Structural Patterns  «Prev 

Common Structural Patterns

Structural patterns primarily:
  1. Deal with objects delegating responsibilities to other objects. This results in a layered architecture of components with a low degree of coupling.
  2. Facilitate inter-object communication when one object is not accessible to the other by normal means or when an object is not usable because of its incompatible interface.
  3. Provide ways to structure an aggregate object so that it is created in full and to reclaim system resources in a timely manner.
Structural Patterns: Designing objects to satisfy particular project constraints. These work with the way objects are connected with other objects to ensure that changes in the system do not require changes to those connections.

Adapter pattern is a simple pattern that provides a wrapper for a class or object that uses a different interface, much like an electrical adapter can convert three-prong to two-prong plugs.

Bridge Pattern decouples the interface from the implementation without using inheritance. A parallel class hierarchy is used.

Composite Pattern describes a tree-like structure in which individual parts have the same interface as the whole pattern. Any leaf or sub-tree of the tree has the same interface as the entire tree.

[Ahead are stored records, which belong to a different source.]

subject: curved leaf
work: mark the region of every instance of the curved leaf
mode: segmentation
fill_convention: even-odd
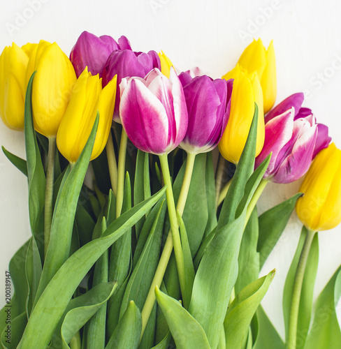
[[[178,302],[157,287],[155,295],[177,349],[210,349],[203,327]]]
[[[131,228],[164,195],[166,188],[123,214],[103,235],[75,252],[59,268],[41,295],[19,345],[21,349],[47,346],[80,281],[103,253]]]

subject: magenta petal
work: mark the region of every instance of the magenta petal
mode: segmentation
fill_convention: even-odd
[[[317,138],[316,139],[315,148],[312,158],[322,149],[326,148],[331,141],[331,137],[328,135],[328,126],[323,124],[317,124]]]
[[[264,178],[271,175],[276,170],[278,155],[291,139],[293,128],[293,108],[284,112],[266,124],[265,141],[261,154],[256,158],[255,167],[257,168],[273,153]]]
[[[170,124],[169,127],[170,131],[172,130],[173,133],[175,131],[176,134],[174,136],[173,133],[171,137],[171,139],[173,140],[173,144],[168,144],[168,151],[170,151],[180,144],[186,134],[188,125],[188,112],[184,90],[173,67],[170,67],[169,82],[172,86],[175,123],[175,125],[173,126]]]
[[[289,96],[288,98],[282,101],[279,105],[272,109],[265,117],[266,124],[271,119],[273,119],[277,115],[283,114],[286,110],[289,110],[291,107],[293,107],[295,108],[295,115],[298,112],[300,108],[302,106],[302,103],[304,100],[304,94],[302,92],[298,94],[293,94]]]
[[[168,133],[166,111],[140,81],[133,79],[128,82],[119,112],[129,138],[138,149],[159,155],[166,152]]]
[[[275,183],[291,183],[309,170],[317,137],[317,127],[314,125],[296,140],[291,154],[281,163],[272,178]]]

There is no fixed limit on the number of nodes in the three.

Decorator Pattern adds responsibilities to individual objects by wrapping them in a class that exposes their original interface, but includes some new methods and functionality as well.

Facade Pattern combines a group of diverse classes with complicated interrelations into a single, simple unified interface that handles the needs of most client classes. This makes it simpler for client programmers to use.
Facade Pattern Code

Proxy Pattern is similar to the Adapter pattern in that a surrogate objects stands in between the client classes and the actual object. However, the Proxy presents the same interface as the original object rather than a new interface.